US electricity demand is forecast to climb to record levels in 2025 and 2026, according to the Energy Information Administration’s latest Short-Term Energy Outlook. Total consumption is expected to reach 4,187 billion kWh next year and 4,305 billion kWh in 2026, surpassing the 2024 high of 4,097 billion kWh.
The steep increase reflects the rapid expansion of power-intensive data centres — particularly those supporting artificial intelligence and cryptocurrency — and a broader electrification push across heating, transport, and commercial operations. Regions experiencing heavy industrial build-out are seeing the sharpest load growth, with demand rising across residential, commercial, and industrial sectors.
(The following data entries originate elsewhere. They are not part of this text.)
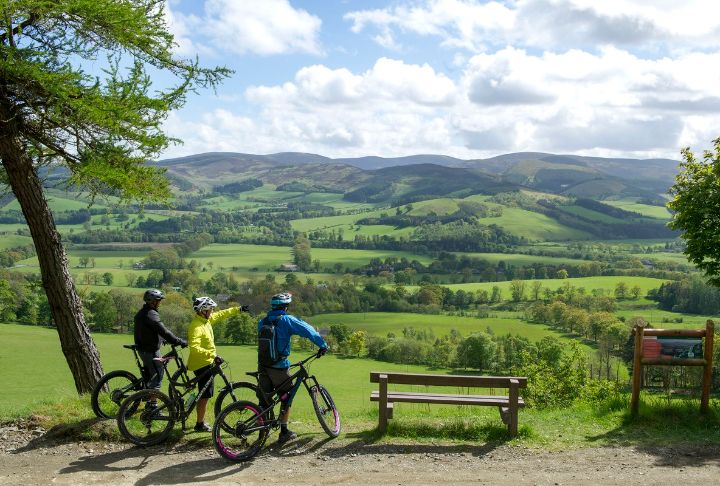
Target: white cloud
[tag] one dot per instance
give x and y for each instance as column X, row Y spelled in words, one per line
column 263, row 27
column 611, row 103
column 548, row 24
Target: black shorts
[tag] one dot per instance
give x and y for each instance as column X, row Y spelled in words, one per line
column 201, row 382
column 270, row 378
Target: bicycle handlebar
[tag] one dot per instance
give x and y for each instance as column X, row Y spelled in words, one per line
column 306, row 360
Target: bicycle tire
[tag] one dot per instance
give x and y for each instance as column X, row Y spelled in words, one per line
column 243, row 390
column 177, row 378
column 112, row 389
column 247, row 435
column 144, row 426
column 326, row 410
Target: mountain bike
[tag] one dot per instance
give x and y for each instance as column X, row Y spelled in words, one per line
column 241, row 429
column 116, row 386
column 147, row 417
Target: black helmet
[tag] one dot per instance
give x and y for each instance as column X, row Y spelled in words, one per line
column 152, row 295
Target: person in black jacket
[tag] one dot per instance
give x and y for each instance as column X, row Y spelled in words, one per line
column 150, row 334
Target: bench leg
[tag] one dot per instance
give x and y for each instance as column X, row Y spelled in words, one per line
column 513, row 407
column 504, row 414
column 382, row 404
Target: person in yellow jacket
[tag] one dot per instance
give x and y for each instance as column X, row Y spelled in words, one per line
column 201, row 341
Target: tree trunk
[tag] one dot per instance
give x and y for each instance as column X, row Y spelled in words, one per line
column 65, row 305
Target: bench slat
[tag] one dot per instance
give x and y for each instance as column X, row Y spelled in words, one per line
column 442, row 398
column 448, row 380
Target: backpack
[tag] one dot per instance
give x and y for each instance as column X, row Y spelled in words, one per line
column 267, row 348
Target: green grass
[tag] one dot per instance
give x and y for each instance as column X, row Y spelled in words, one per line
column 36, row 380
column 267, row 258
column 12, row 241
column 382, row 323
column 522, row 259
column 679, row 258
column 657, row 212
column 591, row 215
column 440, row 207
column 589, row 283
column 534, row 226
column 36, row 375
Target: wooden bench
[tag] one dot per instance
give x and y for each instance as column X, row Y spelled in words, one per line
column 507, row 405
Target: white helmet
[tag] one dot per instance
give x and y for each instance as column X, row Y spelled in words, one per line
column 203, row 303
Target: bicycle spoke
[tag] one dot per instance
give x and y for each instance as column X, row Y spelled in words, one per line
column 243, row 434
column 325, row 410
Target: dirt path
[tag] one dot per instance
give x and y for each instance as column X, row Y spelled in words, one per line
column 30, row 457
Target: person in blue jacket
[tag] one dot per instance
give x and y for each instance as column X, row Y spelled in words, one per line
column 274, row 333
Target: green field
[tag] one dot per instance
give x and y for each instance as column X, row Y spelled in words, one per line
column 534, row 226
column 591, row 215
column 382, row 323
column 35, row 374
column 589, row 283
column 268, row 258
column 657, row 212
column 680, row 258
column 12, row 241
column 522, row 259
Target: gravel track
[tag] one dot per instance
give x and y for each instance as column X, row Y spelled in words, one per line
column 29, row 456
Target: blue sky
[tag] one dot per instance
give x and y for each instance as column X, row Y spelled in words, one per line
column 465, row 78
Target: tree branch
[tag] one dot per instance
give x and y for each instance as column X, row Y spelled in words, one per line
column 8, row 35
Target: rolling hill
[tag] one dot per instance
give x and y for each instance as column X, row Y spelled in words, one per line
column 379, row 179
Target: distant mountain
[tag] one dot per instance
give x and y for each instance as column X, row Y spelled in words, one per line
column 427, row 174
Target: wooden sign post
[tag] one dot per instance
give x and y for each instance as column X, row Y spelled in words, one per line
column 665, row 360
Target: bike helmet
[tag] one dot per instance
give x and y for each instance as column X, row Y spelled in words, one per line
column 203, row 303
column 152, row 295
column 281, row 299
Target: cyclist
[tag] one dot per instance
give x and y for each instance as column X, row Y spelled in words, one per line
column 273, row 363
column 202, row 349
column 150, row 333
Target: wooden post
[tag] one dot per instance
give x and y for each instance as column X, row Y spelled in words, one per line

Residential sales alone are forecast at 1,508 billion kWh in 2025, close to the 2022 record.
Rising demand is already tightening capacity markets. In the PJM Interconnection, which serves 67 million people including northern Virginia’s data centre corridor, auction prices have surged from $28.92 per MW-day in 2024–25 to $269.92 per MW-day for 2025–26, with a cap of $329.17 per MW-day for 2026–27. PJM forecasts an additional 32 GW of load by 2030, of which 30 GW will come from data centres. Developers are responding with planned investment in natural gas, renewables, battery storage, and hydropower capacity.
The generation mix is shifting as a result. Natural gas is projected to fall from 42 percent of supply in 2024 to around 40 percent through 2026, while renewables rise from 23 percent to 25–26 percent. Coal is set to hold steady at 16–17 percent, with nuclear declining slightly. Despite increased renewable penetration, developers have trimmed capacity plans from 186 GW in 2024 to 155 GW, while natural gas build-out is set to double. Battery storage additions are expected to provide critical balancing capacity, though the scale lags far behind the forecast load increases.
The outlook highlights the infrastructure challenge of a grid under accelerating electrification. Without upgrades in transmission and distribution, coupled with stronger incentives for renewables and storage, the system risks leaning more heavily on dispatchable fossil capacity — driving up costs and carbon intensity.
The EIA forecasts leave little doubt: electricity demand in 2025 and 2026 will test the resilience of US power networks and the policy frameworks that underpin them.